Critical vulnerabilities enable code execution in Siemens products; update now

A Siemens security report revealed that some of its Digital Industries Software solutions for product development have more than 20 vulnerabilities that could be exploited for arbitrary code execution by sending malicious files. These flaws were reported through The Zero Day Initiative (ZDI) and the U.S. Cybersecurity and Infrastructure Security Agency (CISA).

La imagen tiene un atributo ALT vacío; su nombre de archivo es cisa1801202101.jpg

The notice mentions that the affected solutions are Siemens JT2Go, a tool for 3D visualization, and Teamcenter Visualization, for viewing documents, 2D designs, and 3D models. In a second notice, the company revealed six vulnerabilities in Siemens Solid Edge, a suite of 3D design and visualization software tools.

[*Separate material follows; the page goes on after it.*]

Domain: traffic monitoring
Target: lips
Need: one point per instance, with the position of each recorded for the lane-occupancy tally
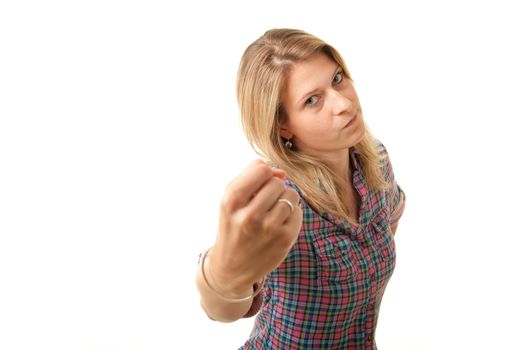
(350, 121)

The vast majority of these reports refer to high severity flaws that can lead to arbitrary code execution in vulnerable solution processes. According to CISA, these vulnerabilities are related to incorrect validation of user input when analyzing particular file formats; to complete an attack, threat actors must trick the target user into opening a specially designed file. Hackers could trigger this flaw using formats like JT, CG4, CGM, PDF, RGB, TGA, PAR, ASM, PCX, SGI and DFT.

After receiving the report, Siemens began working on the necessary fixes and publishing alternative solutions for those flaws that have not been corrected up to this point. Finally, Siemens issued a separate notice describing a couple vulnerabilities in SCALANCE X. These security flaws, considered as critical, could trigger Man-in-The-Middle (MiTM) attacks and denial of service (DoS) conditions.

Similar flaws at Schneider Electric

CISA also referred to the finding of at least three vulnerabilities in Schneider Electric products, including a flaw in its Sepam ACE850 communication interface, in the Operator Terminal Expert and Pro-face BLUE solutions. According to the Agency, these flaws would allow arbitrary code to run on vulnerable systems when processing specially designed SSD files.